BONUS TIP: When in doubt, use surprise. According to Leper's Overjustification study, surprise rewards will always have a positive impact on motivation (at least when given out in plentiful number). The gains in motivation might be slight, but you'll avoid the risk of overjustification and always land on the positive end of motivation.
PRODUCTS
Any product is appropriate as an incentive item, but here's some advice on a few of the more common categories:
On High-quality Luxury Rewards, Such as Televisions or Electronics: They're a powerful way to create feelings of prestige and value. "Think of how many [people] would tell their friends and family that they got a new television because they exceeded expectations," said Billie Reise, director of marketing for Incentive Concepts, Maryland Heights, Mo. "Cash is forgettable. Giving an incentive will warrant years of enjoyment if you pick the right reward. The prize and the way it's delivered matter."
On Gift Cards: If you're having custom cards built, know that usage impacts design. "A lot of people think that all cards are created equal, but they're not," said Diane Morsch, director of sales and marketing for Bristol ID Technologies, Lima, N.Y. "How long are you going to be using these cards? Do you want them to be reused, or is it kind of like a one-time incentive? You may want something a little more durable if something is going to be used over and over." She also noted that custom shapes, how the card will be read (magnetic strips versus barcodes, etc.) and even how it will be displayed can impact card design as well.

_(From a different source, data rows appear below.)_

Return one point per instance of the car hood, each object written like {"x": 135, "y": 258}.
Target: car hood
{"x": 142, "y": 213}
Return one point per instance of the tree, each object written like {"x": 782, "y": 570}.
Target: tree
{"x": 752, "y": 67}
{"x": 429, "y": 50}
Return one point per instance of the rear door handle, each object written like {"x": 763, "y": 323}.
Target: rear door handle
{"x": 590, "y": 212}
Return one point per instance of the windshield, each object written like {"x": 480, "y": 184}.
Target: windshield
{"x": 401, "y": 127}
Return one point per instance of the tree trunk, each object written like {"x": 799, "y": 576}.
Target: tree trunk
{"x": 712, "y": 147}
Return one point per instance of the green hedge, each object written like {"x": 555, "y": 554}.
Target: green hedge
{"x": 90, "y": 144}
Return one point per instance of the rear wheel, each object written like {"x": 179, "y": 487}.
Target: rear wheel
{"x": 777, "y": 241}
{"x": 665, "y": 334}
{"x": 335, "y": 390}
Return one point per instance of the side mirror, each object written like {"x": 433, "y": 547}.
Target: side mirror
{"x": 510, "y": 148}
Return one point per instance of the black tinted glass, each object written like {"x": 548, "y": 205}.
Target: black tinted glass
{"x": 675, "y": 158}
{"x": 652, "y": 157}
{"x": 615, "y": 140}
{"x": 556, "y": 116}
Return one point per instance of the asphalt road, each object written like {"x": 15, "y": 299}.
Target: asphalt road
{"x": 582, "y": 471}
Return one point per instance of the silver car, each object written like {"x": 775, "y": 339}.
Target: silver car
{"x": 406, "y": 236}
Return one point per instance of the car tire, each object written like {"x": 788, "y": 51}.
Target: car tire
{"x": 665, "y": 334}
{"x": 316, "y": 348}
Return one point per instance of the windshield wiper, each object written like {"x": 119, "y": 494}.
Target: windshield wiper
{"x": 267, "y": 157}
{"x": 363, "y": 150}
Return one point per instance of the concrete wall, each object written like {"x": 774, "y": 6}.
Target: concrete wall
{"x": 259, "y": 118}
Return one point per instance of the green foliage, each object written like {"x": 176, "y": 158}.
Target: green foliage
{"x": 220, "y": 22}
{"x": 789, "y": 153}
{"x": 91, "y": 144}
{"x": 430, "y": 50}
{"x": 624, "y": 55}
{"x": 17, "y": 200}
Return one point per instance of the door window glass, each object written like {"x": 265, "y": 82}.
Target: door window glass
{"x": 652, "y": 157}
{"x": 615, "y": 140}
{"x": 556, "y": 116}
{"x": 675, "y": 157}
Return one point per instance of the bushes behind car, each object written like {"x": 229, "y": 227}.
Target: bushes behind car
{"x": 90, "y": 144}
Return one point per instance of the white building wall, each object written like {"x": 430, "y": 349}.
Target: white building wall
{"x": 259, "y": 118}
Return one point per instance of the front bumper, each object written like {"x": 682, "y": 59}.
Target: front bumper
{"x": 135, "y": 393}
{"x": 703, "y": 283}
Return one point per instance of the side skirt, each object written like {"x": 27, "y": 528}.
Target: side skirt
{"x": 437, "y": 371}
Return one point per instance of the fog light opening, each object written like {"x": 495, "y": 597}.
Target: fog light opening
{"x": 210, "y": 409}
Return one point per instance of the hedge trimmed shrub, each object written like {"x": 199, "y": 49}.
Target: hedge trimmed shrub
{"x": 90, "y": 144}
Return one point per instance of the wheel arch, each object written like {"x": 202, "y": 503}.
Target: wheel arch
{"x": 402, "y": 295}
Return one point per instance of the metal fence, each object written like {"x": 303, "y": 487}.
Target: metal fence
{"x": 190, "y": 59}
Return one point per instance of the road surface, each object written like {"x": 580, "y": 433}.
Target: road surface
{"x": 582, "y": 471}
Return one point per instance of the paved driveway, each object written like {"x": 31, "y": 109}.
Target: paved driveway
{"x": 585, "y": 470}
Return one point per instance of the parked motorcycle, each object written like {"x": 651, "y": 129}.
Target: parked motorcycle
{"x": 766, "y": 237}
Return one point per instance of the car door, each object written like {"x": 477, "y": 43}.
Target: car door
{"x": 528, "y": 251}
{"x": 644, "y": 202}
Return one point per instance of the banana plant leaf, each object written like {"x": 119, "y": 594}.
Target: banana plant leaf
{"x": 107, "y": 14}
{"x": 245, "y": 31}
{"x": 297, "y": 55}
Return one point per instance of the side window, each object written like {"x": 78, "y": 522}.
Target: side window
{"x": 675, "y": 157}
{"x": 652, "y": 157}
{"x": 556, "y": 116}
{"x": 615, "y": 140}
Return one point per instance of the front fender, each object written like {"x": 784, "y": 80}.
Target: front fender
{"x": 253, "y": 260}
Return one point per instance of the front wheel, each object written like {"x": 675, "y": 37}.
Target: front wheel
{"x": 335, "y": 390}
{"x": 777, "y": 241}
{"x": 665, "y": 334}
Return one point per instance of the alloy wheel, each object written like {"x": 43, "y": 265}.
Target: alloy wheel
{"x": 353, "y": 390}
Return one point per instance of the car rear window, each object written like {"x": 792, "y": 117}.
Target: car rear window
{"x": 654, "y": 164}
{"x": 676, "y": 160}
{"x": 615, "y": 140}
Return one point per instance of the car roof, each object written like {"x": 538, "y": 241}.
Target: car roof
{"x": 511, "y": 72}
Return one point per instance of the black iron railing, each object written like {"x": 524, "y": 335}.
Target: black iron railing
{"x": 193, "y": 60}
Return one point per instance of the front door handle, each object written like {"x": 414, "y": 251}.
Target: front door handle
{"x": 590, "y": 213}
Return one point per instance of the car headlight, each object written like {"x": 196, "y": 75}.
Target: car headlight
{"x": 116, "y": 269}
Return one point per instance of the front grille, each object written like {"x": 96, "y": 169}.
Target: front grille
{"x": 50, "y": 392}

On Trophies and Crystal Awards: "Selling awards differs from selling promotional products in a few important ways," said Chuck Dahlgren, president of Crystal D, St. Paul, Minn. "First, award sales do not follow the typical promotional products selling cycle that peaks during [the] third and fourth quarter[s]. On the contrary, most awards are bought, sold and delivered during [the] first and second quarter[s]. This means that the awards season is about to take off—if distributors want to sell awards they need to start prospecting now."

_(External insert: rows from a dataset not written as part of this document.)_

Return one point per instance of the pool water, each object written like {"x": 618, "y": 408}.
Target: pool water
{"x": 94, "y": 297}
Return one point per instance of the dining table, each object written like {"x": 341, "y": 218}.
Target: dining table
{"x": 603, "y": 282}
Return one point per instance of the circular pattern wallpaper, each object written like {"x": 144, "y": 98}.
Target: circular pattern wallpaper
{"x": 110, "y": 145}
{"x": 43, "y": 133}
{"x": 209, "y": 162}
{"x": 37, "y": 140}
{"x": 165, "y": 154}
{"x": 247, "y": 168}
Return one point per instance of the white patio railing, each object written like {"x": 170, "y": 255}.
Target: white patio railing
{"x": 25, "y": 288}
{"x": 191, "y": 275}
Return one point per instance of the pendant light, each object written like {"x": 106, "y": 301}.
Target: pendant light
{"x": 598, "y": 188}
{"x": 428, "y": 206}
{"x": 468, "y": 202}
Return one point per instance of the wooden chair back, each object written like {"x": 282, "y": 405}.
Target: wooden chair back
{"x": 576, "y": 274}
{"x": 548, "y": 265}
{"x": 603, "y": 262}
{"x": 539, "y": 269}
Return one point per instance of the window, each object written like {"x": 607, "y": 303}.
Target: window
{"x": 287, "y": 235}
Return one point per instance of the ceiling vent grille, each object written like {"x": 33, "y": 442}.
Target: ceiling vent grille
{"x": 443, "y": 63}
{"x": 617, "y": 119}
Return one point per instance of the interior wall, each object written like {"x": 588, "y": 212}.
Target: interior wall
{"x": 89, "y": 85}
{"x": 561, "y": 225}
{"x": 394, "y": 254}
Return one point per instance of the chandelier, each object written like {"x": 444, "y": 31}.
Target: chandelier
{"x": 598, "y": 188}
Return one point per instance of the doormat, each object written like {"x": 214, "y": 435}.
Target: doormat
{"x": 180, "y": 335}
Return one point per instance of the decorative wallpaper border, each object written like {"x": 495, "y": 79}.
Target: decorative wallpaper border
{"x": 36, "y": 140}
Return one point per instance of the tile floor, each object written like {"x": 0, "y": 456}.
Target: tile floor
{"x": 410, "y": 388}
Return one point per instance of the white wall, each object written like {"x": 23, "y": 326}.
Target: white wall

He continued, "Another key difference is that distributors can expect higher margins selling awards. The average margin for a crystal award can be as high as 40 percent-to-45 percent, while the average margin for a promotional product can be as low as 20 percent. This makes selling awards more lucrative for the distributor."

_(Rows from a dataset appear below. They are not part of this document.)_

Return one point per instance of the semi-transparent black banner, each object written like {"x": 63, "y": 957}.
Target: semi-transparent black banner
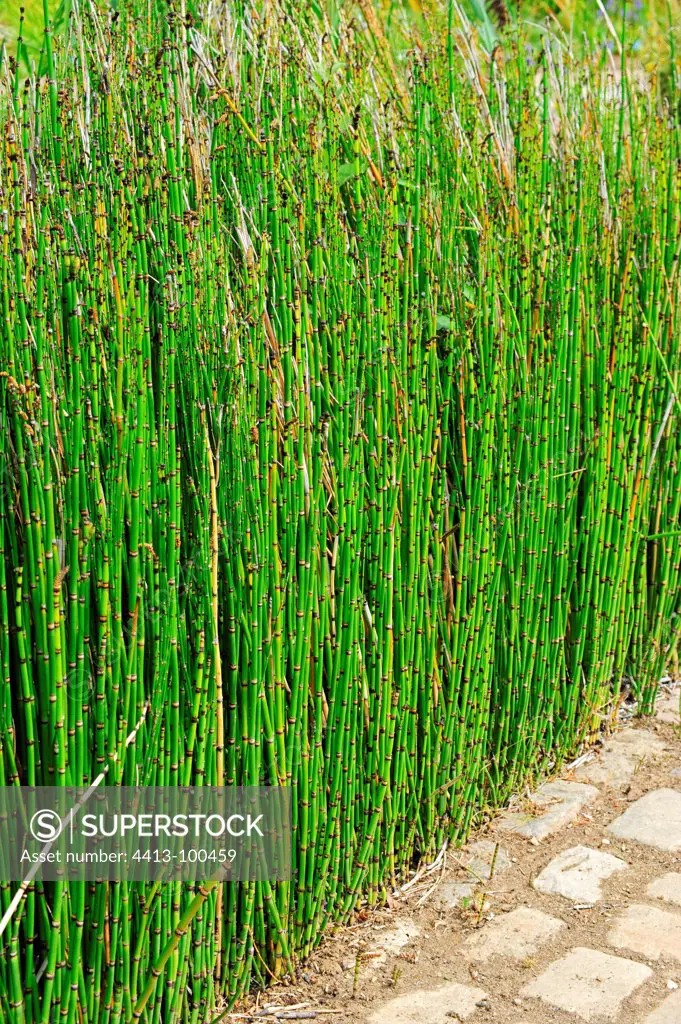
{"x": 194, "y": 834}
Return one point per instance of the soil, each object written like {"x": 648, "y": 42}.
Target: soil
{"x": 348, "y": 977}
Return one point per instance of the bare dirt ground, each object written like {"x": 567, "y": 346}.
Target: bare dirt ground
{"x": 419, "y": 943}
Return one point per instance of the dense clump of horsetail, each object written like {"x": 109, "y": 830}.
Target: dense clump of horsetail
{"x": 339, "y": 450}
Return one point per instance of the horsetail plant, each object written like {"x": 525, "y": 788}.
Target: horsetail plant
{"x": 339, "y": 451}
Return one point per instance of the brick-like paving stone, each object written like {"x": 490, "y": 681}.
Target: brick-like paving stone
{"x": 668, "y": 1013}
{"x": 437, "y": 1006}
{"x": 653, "y": 820}
{"x": 562, "y": 801}
{"x": 667, "y": 710}
{"x": 577, "y": 873}
{"x": 620, "y": 758}
{"x": 515, "y": 935}
{"x": 648, "y": 931}
{"x": 668, "y": 888}
{"x": 588, "y": 983}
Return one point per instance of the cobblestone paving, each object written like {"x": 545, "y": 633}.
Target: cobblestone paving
{"x": 564, "y": 908}
{"x": 523, "y": 965}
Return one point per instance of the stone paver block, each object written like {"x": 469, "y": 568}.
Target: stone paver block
{"x": 668, "y": 888}
{"x": 668, "y": 1013}
{"x": 653, "y": 820}
{"x": 620, "y": 758}
{"x": 478, "y": 857}
{"x": 588, "y": 983}
{"x": 437, "y": 1006}
{"x": 562, "y": 801}
{"x": 515, "y": 935}
{"x": 577, "y": 873}
{"x": 648, "y": 931}
{"x": 667, "y": 710}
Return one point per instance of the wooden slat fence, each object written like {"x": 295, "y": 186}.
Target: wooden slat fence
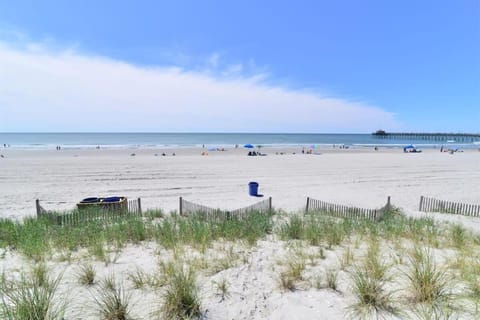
{"x": 342, "y": 211}
{"x": 442, "y": 206}
{"x": 188, "y": 208}
{"x": 130, "y": 208}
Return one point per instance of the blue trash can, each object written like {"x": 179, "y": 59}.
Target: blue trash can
{"x": 253, "y": 188}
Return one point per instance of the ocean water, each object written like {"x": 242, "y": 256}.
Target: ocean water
{"x": 25, "y": 141}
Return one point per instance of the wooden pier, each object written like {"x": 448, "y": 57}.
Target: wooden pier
{"x": 441, "y": 137}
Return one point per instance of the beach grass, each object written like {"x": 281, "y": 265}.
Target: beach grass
{"x": 373, "y": 256}
{"x": 33, "y": 297}
{"x": 112, "y": 300}
{"x": 181, "y": 299}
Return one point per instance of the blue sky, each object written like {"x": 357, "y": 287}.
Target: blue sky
{"x": 347, "y": 66}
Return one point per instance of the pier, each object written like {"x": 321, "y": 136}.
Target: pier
{"x": 443, "y": 137}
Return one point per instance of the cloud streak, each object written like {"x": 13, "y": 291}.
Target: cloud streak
{"x": 49, "y": 90}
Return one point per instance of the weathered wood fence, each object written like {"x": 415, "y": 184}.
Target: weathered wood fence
{"x": 111, "y": 212}
{"x": 342, "y": 211}
{"x": 187, "y": 208}
{"x": 442, "y": 206}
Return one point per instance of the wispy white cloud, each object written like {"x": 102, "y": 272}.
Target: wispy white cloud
{"x": 44, "y": 89}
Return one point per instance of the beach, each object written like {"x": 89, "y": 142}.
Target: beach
{"x": 358, "y": 177}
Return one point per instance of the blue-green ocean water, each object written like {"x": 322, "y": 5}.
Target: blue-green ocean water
{"x": 176, "y": 140}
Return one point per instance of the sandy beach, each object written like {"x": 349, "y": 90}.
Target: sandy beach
{"x": 357, "y": 177}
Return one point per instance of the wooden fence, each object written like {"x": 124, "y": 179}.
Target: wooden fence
{"x": 435, "y": 205}
{"x": 187, "y": 208}
{"x": 130, "y": 208}
{"x": 342, "y": 211}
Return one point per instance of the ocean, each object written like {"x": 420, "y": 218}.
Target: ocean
{"x": 32, "y": 141}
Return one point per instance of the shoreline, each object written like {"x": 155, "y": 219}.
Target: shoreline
{"x": 355, "y": 177}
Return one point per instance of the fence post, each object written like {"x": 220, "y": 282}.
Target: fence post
{"x": 37, "y": 205}
{"x": 180, "y": 210}
{"x": 139, "y": 206}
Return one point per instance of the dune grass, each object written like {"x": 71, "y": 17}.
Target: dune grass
{"x": 369, "y": 279}
{"x": 428, "y": 283}
{"x": 38, "y": 238}
{"x": 360, "y": 243}
{"x": 112, "y": 300}
{"x": 33, "y": 297}
{"x": 181, "y": 298}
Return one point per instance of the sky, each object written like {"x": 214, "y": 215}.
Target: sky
{"x": 239, "y": 66}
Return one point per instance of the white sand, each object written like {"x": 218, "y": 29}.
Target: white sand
{"x": 354, "y": 177}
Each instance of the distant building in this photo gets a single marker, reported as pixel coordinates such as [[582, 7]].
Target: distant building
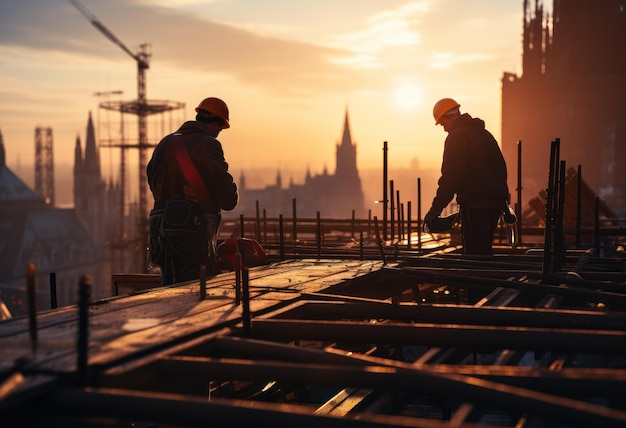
[[572, 87], [333, 195], [32, 231]]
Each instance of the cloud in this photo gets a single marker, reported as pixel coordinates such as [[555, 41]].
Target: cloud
[[177, 38], [395, 27]]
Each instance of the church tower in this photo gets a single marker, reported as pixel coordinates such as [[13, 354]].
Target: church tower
[[348, 190], [89, 188]]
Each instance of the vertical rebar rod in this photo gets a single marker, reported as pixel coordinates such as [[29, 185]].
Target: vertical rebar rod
[[84, 300], [318, 235], [203, 282], [400, 216], [385, 198], [257, 231], [579, 205], [379, 241], [294, 233], [246, 302], [549, 210], [281, 236], [419, 214], [53, 290], [264, 226], [392, 210], [559, 240], [518, 208], [32, 305], [408, 225], [353, 224], [361, 245], [596, 225], [237, 268]]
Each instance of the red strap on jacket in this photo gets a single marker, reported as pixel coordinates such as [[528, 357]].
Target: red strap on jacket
[[191, 173]]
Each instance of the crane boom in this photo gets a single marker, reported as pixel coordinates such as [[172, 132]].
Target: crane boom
[[140, 108], [104, 30]]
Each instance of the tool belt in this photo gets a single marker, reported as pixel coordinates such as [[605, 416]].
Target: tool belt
[[183, 228]]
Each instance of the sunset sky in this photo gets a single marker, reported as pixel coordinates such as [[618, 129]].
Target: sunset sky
[[287, 69]]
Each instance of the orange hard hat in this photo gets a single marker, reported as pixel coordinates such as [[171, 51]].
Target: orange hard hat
[[216, 107], [442, 107]]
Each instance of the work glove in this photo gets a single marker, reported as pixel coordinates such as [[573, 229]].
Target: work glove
[[428, 219]]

BONUS TIP: Access to an art department can help with small-business sales. "We're finding that some of the smaller retail establishments, like restaurants or [similar businesses] that want to get into an actual gift card as opposed to a paper certificate, may not have the in-house resources to do something really nice and upscale for their card," Morsch observed. "So some of our resellers enlist our help in the design of it. We do have an in-house graphic design department. They take care of the proofing and the technicalities once the orders come in, but they can also take care of the design of a piece."